The Final 100 Days: The Battle of Valenciennes - November 1, 1918

5:15 AM. The crash of an artillery bombardment signals the beginning of the Canadian assault on Valenciennes.

Roaring with power, the initial artillery barrage accurately eliminated enemy strongpoints in and around Mont Houy. Given Valenciennes’ status as a logistical centre with a huge civilian presences, any artillery attacks near the city itself had to have been executed with a surgical accuracy. 

The 44th and 47th Battalions followed the barrage as closely as they could. As the barrage crept forward, the Canadians crossed over hundreds of dead and dying Germans. Although the Corps still encountered pockets of resistance amongst the ruins, the effectiveness of the barrage was apparent.

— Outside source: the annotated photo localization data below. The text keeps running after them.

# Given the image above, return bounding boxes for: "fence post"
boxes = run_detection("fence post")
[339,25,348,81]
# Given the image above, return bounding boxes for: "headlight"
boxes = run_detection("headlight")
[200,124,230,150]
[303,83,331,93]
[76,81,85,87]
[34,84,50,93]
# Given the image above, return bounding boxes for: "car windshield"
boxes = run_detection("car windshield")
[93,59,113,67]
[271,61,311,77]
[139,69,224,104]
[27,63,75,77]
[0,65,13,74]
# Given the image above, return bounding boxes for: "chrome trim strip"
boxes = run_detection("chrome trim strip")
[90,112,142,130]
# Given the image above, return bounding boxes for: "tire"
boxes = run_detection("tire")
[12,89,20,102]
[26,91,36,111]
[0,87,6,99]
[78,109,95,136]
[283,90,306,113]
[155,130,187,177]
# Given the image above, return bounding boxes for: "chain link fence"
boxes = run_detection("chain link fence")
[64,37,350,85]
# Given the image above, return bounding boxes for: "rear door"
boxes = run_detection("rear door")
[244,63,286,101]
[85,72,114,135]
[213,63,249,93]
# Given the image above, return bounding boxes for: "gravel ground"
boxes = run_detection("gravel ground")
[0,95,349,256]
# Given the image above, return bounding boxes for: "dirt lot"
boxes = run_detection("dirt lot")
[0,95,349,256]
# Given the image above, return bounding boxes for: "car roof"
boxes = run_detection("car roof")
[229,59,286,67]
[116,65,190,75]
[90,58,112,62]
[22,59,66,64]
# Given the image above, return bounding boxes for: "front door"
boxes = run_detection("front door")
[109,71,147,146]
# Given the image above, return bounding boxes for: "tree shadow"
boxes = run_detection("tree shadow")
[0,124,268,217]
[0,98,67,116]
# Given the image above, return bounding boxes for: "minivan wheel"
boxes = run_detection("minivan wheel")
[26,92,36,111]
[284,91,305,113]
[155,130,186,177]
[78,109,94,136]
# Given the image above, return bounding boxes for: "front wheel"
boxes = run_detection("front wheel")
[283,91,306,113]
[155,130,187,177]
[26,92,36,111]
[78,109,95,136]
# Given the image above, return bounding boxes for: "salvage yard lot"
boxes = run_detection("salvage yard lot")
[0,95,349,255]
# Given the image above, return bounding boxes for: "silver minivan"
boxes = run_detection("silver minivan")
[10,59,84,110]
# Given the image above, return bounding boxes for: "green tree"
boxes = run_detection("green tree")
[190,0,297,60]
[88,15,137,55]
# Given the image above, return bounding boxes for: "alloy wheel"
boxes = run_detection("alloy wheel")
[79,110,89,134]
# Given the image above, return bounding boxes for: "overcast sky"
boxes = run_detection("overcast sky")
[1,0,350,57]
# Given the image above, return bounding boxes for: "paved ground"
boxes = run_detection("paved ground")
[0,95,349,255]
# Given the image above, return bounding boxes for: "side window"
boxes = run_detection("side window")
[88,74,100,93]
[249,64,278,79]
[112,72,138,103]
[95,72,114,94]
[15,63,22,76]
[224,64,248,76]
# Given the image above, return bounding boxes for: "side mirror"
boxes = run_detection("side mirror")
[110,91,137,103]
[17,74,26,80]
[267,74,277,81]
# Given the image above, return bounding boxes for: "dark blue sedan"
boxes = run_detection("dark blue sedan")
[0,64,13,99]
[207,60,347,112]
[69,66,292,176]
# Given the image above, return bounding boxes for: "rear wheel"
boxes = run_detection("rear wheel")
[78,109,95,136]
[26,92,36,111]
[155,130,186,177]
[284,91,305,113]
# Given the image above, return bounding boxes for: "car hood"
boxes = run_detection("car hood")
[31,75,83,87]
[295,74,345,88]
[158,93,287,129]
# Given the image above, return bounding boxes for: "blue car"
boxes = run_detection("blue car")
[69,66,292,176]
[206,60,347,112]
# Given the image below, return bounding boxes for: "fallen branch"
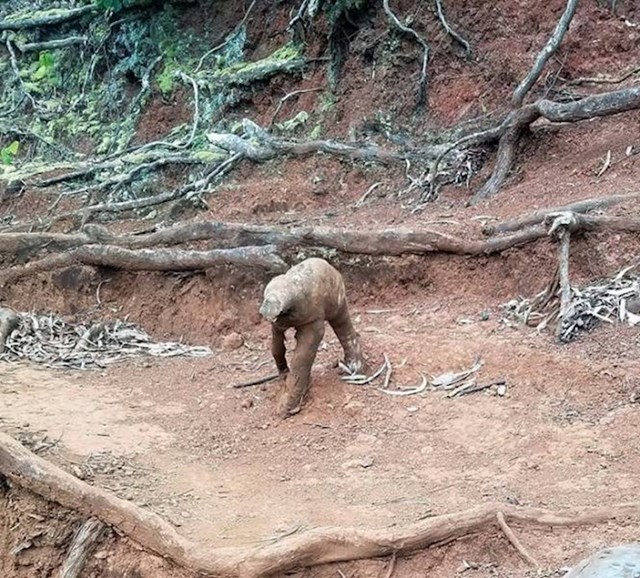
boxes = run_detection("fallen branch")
[232,373,280,388]
[1,432,640,578]
[0,245,286,286]
[483,193,640,235]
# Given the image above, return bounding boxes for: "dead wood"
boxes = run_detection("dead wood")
[0,307,20,352]
[2,432,640,578]
[0,245,286,286]
[483,193,640,235]
[232,373,281,388]
[59,517,106,578]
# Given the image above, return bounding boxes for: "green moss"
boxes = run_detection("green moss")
[193,150,226,163]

In fact, the barrage had all but nullified German resistance in the village of Aulnoy. The 1st Company of the 44th arrived just as German engineers planned to demolish a bridge - they were shot dead before they could do so. 

On the left, the 2nd Company of the 44th moved on Mont Houy. Shattered German defences fell quickly, and it took only 45 minutes for the 44th Battalion to capture their objectives. 

The 46th Battalion picked up where the 44th had left off. Pushing through the recently established front line, the 46th soon encountered a difficult problem. The rapidity of their advance had seen over 600 prisoners captured - nearly double the number of men in the 46th battalion. 

As some men took the prisoners back to the rear, the reduced 46th pushed through two and a half kilometres of German defences and residential areas. 

In house-to-house fighting, or open field engagements, the 46th fought stalwartly. In fact, the last Victoria Cross of the First World War was awarded to Hugh Cairns, a Sergeant with the battalion. 

On the left of the 46th, the 47th Battalion flanked around Mont Houy, and attacked Le Poirier Station. They encountered similar conditions to their compatriot Battalions - shattered defences with pockets of resistance. However, the pushed through, and reached their objectives at the Canal de L’Escaut by 10:20. 

The Canadians had captured the terrain south of the city, but stiff urban fighting still awaited them in the city of Valenciennes.